Les loyers révisés en cours en bail sont plus élevés que les prix demandés lors des nouvelles locations.
Résultat, les bailleurs préfèrent ne pas répercuter les hausses de peur de perdre leurs occupants.
Car ces derniers sont de plus en plus difficiles à trouver.
Les locataires en place se seraient-ils réjouis un peu trop vite de la décélération de la hausse des loyers?
La dernière analyse de l’observatoire Clameur (Connaître les loyers et analyser les marchés sur les espaces urbains et ruraux), qui portait sur les huit premiers mois de l’année, laissait entrevoir une embellie.

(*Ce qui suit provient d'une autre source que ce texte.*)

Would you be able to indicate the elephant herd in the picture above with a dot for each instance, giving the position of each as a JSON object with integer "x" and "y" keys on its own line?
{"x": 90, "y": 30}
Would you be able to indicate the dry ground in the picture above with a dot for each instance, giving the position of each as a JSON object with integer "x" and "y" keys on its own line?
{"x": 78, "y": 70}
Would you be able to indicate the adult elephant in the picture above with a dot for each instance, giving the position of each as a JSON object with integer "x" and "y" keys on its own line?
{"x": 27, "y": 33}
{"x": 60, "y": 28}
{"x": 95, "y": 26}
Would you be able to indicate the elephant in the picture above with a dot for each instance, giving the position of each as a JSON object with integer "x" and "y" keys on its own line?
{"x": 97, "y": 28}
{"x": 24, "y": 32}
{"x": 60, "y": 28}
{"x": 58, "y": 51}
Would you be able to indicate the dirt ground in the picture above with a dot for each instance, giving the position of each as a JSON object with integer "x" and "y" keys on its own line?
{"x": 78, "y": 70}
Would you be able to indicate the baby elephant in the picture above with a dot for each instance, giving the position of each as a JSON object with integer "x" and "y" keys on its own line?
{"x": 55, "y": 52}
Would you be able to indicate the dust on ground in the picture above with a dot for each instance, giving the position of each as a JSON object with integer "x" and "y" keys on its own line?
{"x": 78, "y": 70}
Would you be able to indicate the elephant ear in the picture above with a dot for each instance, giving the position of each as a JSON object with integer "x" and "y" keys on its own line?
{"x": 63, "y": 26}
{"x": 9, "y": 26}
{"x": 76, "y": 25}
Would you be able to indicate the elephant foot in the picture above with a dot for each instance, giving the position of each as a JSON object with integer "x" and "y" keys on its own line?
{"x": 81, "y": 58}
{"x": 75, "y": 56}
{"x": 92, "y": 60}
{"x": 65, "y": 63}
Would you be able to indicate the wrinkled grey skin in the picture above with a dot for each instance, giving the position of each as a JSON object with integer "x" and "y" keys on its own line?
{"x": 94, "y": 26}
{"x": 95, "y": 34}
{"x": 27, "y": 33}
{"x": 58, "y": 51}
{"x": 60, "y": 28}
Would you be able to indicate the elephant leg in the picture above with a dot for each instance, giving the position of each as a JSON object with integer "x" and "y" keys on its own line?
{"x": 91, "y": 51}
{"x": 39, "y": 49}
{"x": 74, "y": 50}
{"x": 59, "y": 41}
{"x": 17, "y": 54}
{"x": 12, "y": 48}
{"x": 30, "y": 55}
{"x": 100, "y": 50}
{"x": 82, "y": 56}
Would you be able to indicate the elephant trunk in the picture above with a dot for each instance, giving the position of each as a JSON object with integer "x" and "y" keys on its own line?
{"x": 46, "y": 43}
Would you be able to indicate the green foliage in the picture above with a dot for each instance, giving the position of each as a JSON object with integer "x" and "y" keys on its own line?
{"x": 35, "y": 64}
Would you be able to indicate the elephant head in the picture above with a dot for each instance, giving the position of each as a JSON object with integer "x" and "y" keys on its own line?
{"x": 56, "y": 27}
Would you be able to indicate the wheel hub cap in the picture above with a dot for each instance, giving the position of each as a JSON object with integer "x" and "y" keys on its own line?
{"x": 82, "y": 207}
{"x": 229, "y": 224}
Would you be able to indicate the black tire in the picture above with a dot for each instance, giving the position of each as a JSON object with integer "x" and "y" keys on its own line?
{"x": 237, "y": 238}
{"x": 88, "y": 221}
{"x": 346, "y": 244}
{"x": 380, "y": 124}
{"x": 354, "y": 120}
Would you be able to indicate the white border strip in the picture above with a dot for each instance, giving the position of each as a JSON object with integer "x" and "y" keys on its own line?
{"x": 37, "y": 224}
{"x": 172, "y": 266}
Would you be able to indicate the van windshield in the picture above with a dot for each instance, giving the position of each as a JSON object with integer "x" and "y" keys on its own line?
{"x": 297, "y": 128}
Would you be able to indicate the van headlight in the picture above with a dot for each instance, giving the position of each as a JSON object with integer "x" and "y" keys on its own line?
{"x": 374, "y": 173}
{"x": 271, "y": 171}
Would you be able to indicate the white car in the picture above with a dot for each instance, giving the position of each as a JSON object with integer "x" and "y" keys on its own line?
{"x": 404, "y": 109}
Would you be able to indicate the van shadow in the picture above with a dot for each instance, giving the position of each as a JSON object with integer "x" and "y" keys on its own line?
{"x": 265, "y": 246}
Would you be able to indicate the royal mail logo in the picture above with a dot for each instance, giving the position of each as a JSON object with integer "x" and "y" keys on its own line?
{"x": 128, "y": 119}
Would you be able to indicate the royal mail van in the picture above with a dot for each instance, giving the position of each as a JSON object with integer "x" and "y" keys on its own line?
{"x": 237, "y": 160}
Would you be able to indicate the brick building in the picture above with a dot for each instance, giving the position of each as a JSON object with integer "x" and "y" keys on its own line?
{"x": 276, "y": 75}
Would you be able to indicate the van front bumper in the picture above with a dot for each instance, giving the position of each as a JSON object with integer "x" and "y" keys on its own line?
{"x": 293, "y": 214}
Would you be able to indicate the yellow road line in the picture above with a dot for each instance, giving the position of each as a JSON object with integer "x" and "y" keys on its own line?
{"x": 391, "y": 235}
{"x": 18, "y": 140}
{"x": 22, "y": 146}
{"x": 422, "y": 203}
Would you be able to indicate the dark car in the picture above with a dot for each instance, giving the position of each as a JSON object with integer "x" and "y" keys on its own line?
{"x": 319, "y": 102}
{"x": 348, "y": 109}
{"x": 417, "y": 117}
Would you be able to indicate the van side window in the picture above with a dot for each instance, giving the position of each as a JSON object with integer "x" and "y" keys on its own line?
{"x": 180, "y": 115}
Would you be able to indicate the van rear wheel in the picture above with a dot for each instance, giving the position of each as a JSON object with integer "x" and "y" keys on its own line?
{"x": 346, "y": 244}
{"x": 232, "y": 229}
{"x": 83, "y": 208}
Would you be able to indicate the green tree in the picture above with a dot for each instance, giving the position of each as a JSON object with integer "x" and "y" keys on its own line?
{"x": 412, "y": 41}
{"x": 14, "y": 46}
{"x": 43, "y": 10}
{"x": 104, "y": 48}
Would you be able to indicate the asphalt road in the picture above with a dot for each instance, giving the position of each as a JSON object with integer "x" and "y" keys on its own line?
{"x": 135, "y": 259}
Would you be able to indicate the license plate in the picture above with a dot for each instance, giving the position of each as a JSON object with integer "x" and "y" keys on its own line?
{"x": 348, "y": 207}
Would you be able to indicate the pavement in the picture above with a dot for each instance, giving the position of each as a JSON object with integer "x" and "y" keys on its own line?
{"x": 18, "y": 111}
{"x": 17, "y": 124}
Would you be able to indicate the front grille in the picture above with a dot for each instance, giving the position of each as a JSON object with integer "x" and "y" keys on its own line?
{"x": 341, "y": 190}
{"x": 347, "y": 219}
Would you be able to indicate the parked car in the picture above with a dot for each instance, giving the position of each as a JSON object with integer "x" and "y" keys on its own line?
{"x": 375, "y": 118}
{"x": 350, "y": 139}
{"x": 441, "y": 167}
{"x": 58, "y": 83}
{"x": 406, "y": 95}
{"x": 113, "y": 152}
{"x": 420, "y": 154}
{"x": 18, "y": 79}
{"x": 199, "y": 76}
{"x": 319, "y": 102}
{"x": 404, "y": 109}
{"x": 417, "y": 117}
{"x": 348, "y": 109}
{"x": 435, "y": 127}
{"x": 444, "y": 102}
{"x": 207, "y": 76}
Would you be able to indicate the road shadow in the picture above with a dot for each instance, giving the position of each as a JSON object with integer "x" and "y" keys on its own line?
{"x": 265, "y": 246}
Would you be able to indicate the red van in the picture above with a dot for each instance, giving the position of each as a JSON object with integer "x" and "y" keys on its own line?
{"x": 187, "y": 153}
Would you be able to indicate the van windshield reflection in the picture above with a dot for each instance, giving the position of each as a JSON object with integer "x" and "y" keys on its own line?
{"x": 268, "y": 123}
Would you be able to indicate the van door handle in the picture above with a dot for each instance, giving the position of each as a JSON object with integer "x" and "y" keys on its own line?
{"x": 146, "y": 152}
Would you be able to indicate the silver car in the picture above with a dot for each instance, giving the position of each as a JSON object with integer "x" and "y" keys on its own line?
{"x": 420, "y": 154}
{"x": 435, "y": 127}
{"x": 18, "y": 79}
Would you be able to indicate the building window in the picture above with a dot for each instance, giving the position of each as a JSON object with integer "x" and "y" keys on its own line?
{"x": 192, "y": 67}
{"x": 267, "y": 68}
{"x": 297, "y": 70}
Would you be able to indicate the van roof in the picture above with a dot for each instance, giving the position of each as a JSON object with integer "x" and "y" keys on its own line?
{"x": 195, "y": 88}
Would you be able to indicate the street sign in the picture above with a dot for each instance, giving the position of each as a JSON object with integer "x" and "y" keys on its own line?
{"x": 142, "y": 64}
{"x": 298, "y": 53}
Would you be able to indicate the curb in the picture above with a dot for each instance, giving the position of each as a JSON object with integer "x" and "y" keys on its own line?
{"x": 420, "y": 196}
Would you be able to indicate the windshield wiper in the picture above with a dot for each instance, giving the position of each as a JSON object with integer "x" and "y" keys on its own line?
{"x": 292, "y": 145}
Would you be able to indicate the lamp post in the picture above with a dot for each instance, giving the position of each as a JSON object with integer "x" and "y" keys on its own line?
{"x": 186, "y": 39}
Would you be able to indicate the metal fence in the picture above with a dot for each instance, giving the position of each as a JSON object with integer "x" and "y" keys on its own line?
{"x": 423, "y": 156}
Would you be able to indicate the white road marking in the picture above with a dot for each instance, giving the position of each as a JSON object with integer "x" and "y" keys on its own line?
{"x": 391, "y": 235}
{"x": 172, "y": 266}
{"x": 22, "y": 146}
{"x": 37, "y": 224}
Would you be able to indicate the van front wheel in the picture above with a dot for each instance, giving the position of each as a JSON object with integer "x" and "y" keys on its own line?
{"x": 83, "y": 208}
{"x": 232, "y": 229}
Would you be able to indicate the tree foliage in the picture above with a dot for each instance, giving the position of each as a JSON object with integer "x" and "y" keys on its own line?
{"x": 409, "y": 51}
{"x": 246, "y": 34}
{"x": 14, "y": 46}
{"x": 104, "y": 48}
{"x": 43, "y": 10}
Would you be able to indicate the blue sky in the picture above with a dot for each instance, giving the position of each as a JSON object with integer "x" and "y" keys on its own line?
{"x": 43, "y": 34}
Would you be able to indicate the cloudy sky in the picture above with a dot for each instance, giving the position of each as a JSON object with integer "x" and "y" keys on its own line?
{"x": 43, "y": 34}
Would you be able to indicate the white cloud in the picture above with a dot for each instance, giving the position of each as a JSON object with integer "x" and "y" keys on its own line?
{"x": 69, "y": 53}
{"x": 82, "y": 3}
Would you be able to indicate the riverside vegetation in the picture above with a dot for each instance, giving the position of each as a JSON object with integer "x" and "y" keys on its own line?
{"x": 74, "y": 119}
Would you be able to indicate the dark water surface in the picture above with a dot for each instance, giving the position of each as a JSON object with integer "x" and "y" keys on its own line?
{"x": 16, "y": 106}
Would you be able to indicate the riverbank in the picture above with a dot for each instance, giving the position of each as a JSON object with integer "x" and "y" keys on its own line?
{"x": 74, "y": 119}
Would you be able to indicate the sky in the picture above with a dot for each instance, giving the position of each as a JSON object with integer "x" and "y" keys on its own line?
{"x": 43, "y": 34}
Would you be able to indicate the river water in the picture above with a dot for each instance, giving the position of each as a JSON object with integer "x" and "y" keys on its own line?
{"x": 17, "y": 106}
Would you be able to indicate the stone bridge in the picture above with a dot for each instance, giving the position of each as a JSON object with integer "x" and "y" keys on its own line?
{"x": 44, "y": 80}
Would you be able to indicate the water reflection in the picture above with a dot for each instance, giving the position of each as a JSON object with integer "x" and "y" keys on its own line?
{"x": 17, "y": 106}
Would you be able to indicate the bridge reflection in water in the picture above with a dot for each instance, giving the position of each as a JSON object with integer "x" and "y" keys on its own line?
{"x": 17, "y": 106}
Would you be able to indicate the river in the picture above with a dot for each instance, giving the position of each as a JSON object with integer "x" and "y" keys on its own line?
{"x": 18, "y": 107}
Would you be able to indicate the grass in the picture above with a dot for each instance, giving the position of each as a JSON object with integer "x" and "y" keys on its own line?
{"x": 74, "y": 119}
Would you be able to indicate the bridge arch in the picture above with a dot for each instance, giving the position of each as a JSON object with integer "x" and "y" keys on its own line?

L’indice de référence des loyers (IRL) publié le 15 octobre dernier, pour le troisième trimestre 2008, enregistre une remontée assez fulgurante : 2,95 %, soit plus du double de celui publié au premier trimestre (1,81 %).
Ce qui tend à démontrer que la réforme de l’IRL entrée en vigueur en février 2008 dans le cadre de la loi pour le pouvoir d’achat ne tient absolument pas ses promesses.
Une réforme qui visait pourtant à modérer la hausse des loyers des baux en cours et qui, selon Christine Boutin, la ministre du Logement, devait faire économiser 600 millions d’euros aux locataires.
Si l’ancien indice était composé pour 60 % de l’indice des prix à la consommation, pour 20 % du coût des travaux d’entretien et d’amélioration et pour 20 % des coûts de la construction, il est désormais indexé à 100 % sur l’évolution des prix à la consommation (hors tabac et hors loyers).
Indice qui subit de plein fouet l’inflation des derniers mois.
L’indice s’applique à tous les contrats de location signés à partir du 10 février 2008 et à ceux en cours dont le loyer vient en révision à compter de cette échéance.
Rappelons que tout bailleur privé (hors secteur HLM) louant un logement à titre de résidence principale, que celui-ci soit vide ou meublé, qu’il émane d’un bail rural ou d’une location-accession, doit tenir compte du nouvel IRL pour l’indexation de son loyer.
» Du fait de cette évolution très sensible à la hausse, on constate que les loyers des baux en révision sont désormais plus élevés que ceux des nouvelles locations « , constate René Pallincourt, le président de la FNAIM.
Résultat, selon la plupart des professionnels, les révisions de loyer ne seraient pas systématiques.
» En province, nos bailleurs sont contents de garder les locataires qui paient leur loyer et beaucoup préfèrent ne pas appliquer la révision plutôt que d’avoir à faire face à des impayés « , confirme Jean Perrin, le président de l’Union nationale de la propriété immobilière.
La baisse du pouvoir d’achat rejaillit aussi sur le comportement des propriétaires en cas de relocation.
» Ils sont bien souvent obligés de remettre leur logement sur le marché avec un loyer inférieur, poursuit Jean Perrin. Un appartement qui était à 550 euros il y a un an ou deux ne se loue plus que 490 euros aujourd’hui. »
» A Belfort, par exemple, on compte 900 logements privés construits dans le cadre des dispositifs de défiscalisation et 600 logements sociaux qui ne trouvent pas de locataires « .
Et le même problème existe dans de nombreuses villes comme Montauban, Tarbes, Saint-Étienne ou encore Niort.
» A Clermont-Ferrand, avant, les locataires avaient 30 logements à visiter, maintenant ils en ont dix fois plus. Ils vont même jusqu’à offrir six mois de loyer gratuit si les locataires s’engagent à rester au moins un an dans le logement « , relate Jean Perrin.